Detalhes bibliográficos
Autor(a) principal: Rodrigues, Deborah Fernandes
Data de Publicação: 2020
Outros Autores: Couto, Renê Oliveira do, Sinisterra, Rubén Dario, Jensen, Carlos Eduardo de Matos
Tipo de documento: Artigo
Idioma: eng
Título da fonte: Brazilian Journal of Pharmaceutical Sciences
Texto Completo: https://www.revistas.usp.br/bjps/article/view/182083
Resumo: This paper reports on the development of nanoparticles aiming at the in vitro controlled release of simvastatin (SVT). The nanoparticles were prepared by the nanoprecipitation method with polymers Eudragit® FS30D (EDGFS) or Eudragit® NE30D (EDGNE). EDGFS+SVT nanoparticles showed mean size of 148.8 nm and entrapment efficiency of 76.4%, whereas EDGNE+SVT nanoparticles showed mean size of 105.0 nm and entrapment efficiency of 103.2%. Infrared absorption spectra demonstrated that SVT incorporated into the polymer matrix, especially EDGNE. Similarly, the differential scanning calorimeter (DSC) curve presented no endothermic peak of fusion, indicating that the system is amorphous and the drug is not in the crystalline state.
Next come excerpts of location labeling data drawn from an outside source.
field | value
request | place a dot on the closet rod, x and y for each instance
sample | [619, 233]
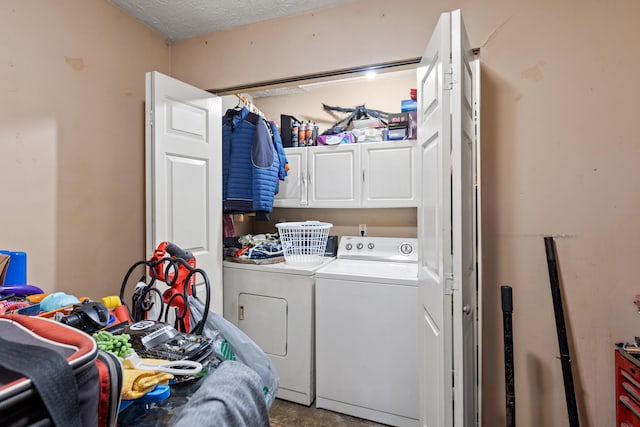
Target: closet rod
[345, 71]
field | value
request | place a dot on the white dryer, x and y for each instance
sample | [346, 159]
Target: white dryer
[367, 318]
[274, 305]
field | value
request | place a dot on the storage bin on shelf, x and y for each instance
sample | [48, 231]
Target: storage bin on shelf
[304, 242]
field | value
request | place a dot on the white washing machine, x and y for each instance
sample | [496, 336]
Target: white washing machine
[367, 318]
[274, 305]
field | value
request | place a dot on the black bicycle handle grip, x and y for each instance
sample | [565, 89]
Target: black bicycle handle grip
[175, 250]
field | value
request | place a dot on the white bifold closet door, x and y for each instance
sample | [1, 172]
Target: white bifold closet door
[184, 174]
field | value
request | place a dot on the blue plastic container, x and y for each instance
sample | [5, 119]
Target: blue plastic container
[17, 271]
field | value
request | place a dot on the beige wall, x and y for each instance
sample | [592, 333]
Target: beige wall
[72, 140]
[559, 88]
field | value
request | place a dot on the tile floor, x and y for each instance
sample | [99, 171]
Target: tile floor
[288, 414]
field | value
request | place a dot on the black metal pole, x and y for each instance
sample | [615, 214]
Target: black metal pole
[565, 358]
[507, 309]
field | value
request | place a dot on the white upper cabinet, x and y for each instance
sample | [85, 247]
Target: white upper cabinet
[366, 175]
[334, 173]
[389, 174]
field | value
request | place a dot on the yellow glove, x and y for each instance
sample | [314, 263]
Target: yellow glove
[138, 382]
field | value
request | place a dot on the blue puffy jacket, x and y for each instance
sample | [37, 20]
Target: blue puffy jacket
[250, 163]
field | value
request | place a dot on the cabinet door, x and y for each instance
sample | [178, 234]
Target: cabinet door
[292, 192]
[334, 176]
[389, 174]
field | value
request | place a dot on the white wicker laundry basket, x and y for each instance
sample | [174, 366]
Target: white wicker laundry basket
[304, 242]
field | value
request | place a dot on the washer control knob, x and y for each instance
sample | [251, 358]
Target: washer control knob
[406, 248]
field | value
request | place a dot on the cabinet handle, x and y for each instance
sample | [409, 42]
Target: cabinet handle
[630, 379]
[631, 391]
[630, 406]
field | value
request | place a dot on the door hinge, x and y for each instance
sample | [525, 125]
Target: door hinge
[450, 78]
[449, 283]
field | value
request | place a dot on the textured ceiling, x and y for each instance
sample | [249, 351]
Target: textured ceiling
[180, 19]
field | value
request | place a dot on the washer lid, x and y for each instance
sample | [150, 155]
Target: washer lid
[371, 271]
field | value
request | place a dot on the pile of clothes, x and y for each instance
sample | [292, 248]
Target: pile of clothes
[253, 247]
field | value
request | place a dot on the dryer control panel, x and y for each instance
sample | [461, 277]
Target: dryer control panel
[396, 249]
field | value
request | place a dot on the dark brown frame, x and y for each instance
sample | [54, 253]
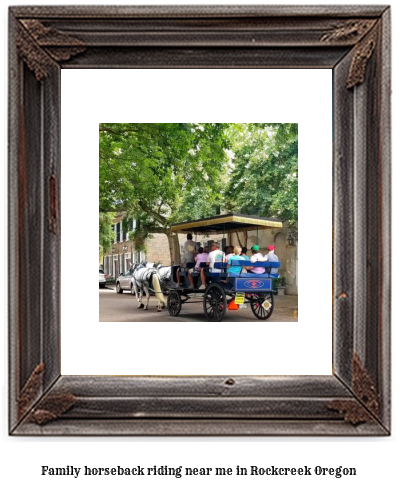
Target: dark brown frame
[353, 41]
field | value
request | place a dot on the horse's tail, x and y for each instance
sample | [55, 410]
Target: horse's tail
[157, 289]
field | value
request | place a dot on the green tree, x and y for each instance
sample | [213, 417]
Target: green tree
[161, 173]
[264, 179]
[106, 233]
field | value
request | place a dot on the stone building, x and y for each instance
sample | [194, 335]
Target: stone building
[123, 252]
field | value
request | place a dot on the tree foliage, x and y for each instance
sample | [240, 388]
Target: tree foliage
[163, 173]
[106, 234]
[264, 179]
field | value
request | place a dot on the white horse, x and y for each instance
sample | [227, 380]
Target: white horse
[146, 279]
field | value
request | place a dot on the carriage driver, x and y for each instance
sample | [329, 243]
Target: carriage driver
[189, 249]
[215, 256]
[201, 257]
[256, 256]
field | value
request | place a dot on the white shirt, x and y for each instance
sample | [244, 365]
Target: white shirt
[215, 257]
[188, 251]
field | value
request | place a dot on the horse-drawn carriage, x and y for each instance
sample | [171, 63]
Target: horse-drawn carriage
[228, 291]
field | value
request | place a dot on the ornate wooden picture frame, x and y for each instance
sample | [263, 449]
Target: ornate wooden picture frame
[352, 41]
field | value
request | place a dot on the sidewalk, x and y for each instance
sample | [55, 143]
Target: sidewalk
[288, 302]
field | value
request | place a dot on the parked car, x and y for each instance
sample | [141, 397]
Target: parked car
[103, 278]
[124, 282]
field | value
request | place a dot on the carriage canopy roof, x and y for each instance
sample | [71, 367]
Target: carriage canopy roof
[233, 222]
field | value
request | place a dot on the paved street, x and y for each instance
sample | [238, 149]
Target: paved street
[123, 308]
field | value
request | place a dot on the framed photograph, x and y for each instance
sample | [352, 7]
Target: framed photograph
[353, 43]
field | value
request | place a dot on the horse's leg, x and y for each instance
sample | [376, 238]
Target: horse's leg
[147, 293]
[138, 294]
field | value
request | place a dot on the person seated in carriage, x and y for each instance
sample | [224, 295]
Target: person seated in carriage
[271, 256]
[228, 253]
[201, 257]
[215, 256]
[189, 249]
[244, 253]
[256, 256]
[235, 257]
The maintenance of SVT in the amorphous state may favors its solubilization in the target release sites. In the in vitro dissolution assay, the SVT incorporated into the EDGFS+SVT nanoparticles showed a rapid initial release, which may be related to the pH of the dissolution medium used. Regarding the EDGNE+SVT nanoparticles, the in vitro release occurred in a bimodal behavior, i.e., an initial “burst” followed by a sustained delivery, with the kinetics of drug release following Baker-Lonsdale’s mathematical model. All these features suggest the nanoparticulate system’s potential to modulate SVT delivery and enhance its bioavailability.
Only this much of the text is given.